Capitalization keybinding

Have you seen Brett Terpstra’s latest keybinding thing? I don’t think I’ll ever use it, but it did inspire me to look into the way the Cocoa text system handles keybindings and add one particular keybinding that I’ve wanted for ages. Along the way I learned something new about TextMate.

Brett’s new keybinding sets ⌘⌥↩ (Command-Option-Return) to add the prefix for a Markdown list as you add items, the way TextMate and some other text editors do. The idea is you’re typing along like this:

* First item
* Second item|

When you get to the end of the second item, you type ⌘⌥↩ and the prefix for the next list item is inserted:

* First item
* Second item
* |

(In each example, the red bar represents the position of the insertion point.)

If you use hyphens as your list marker instead of asterisks, the keybinding will insert hyphens. If you use pluses, it’ll insert pluses. It can handle ordered lists, too.
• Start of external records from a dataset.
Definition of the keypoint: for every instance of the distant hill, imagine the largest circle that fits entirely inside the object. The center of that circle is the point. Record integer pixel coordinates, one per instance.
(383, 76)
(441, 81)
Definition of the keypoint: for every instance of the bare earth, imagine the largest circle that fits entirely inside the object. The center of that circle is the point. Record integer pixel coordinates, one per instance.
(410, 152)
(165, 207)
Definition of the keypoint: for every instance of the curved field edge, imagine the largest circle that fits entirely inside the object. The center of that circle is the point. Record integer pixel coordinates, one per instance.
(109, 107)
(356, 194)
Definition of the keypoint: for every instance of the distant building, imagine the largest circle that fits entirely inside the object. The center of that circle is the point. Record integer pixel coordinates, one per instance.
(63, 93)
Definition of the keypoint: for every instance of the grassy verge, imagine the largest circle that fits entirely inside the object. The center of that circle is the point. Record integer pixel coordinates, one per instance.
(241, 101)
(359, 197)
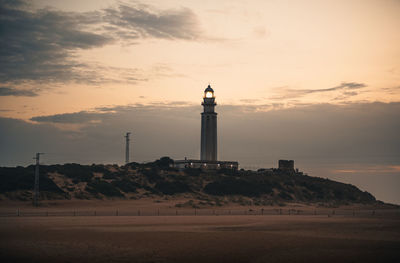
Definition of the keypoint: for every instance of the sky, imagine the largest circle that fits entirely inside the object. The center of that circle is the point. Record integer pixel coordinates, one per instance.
(314, 81)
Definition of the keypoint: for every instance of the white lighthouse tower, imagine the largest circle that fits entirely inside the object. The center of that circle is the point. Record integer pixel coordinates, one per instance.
(208, 153)
(208, 127)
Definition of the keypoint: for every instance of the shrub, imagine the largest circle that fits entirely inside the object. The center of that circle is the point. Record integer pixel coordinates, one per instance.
(170, 188)
(102, 187)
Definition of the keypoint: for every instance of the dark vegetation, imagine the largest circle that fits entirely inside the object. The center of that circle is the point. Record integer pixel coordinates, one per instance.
(136, 180)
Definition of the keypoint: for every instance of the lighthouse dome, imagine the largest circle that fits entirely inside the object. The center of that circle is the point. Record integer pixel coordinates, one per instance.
(209, 89)
(209, 92)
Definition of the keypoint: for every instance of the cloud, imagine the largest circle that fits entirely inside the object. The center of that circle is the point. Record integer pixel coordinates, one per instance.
(41, 46)
(296, 93)
(8, 91)
(320, 138)
(132, 22)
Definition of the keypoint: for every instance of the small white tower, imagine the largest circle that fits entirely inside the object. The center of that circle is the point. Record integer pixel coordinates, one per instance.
(208, 127)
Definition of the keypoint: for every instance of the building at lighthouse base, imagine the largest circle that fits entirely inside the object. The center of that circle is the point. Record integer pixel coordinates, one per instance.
(206, 165)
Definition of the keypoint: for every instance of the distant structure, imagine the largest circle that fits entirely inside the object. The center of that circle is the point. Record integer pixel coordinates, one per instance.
(36, 183)
(208, 145)
(286, 165)
(208, 127)
(127, 147)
As I said, several text editors already do something like this, so you might be wondering what the value is. The value is that Brett’s keybinding will work in any Cocoa text field, not just TextMate or Byword or nvAlt. So you can use it in Mail or Stickies or TextEdit or most other text fields—it becomes a feature of the Cocoa text system itself, not of any particular editor.

Personally, I’d rather just type a regular ↩ and an asterisk rather than remember to type ⌘⌥↩ every time I’m making a list, so I won’t be installing this particular keybinding. But it did inspire me to spend a little time looking into keybindings to see if I could solve a longstanding typing problem of mine.

The problem is that my pinkies often lift off the Shift key just a tiny bit too soon, leaving words I intend to capitalize uncapitalized. I don’t realize it’s happened until I’m well into or even finished with the mistakenly uncapitalized word. What I need is a simple keystroke combination that capitalizes the word (or partial word) to the left of the insertion point.

I’ve created a macro to do just that in every text editor I’ve used regularly over the last ten years: NEdit on Linux, and BBEdit and TextMate on the Mac. In BBEdit and TextMate, the macros have been bound to ⌘⌃C, and over the years my fingers have become accustomed to reaching for those keys when I catch myself failing to capitalize a word. Unfortunately, I do a fair amount of writing outside my text editor—email, in particular—and TextMate macros don’t run in Mail. I can’t tell you how many times I’ve typed ⌘⌃C in Mail to no effect.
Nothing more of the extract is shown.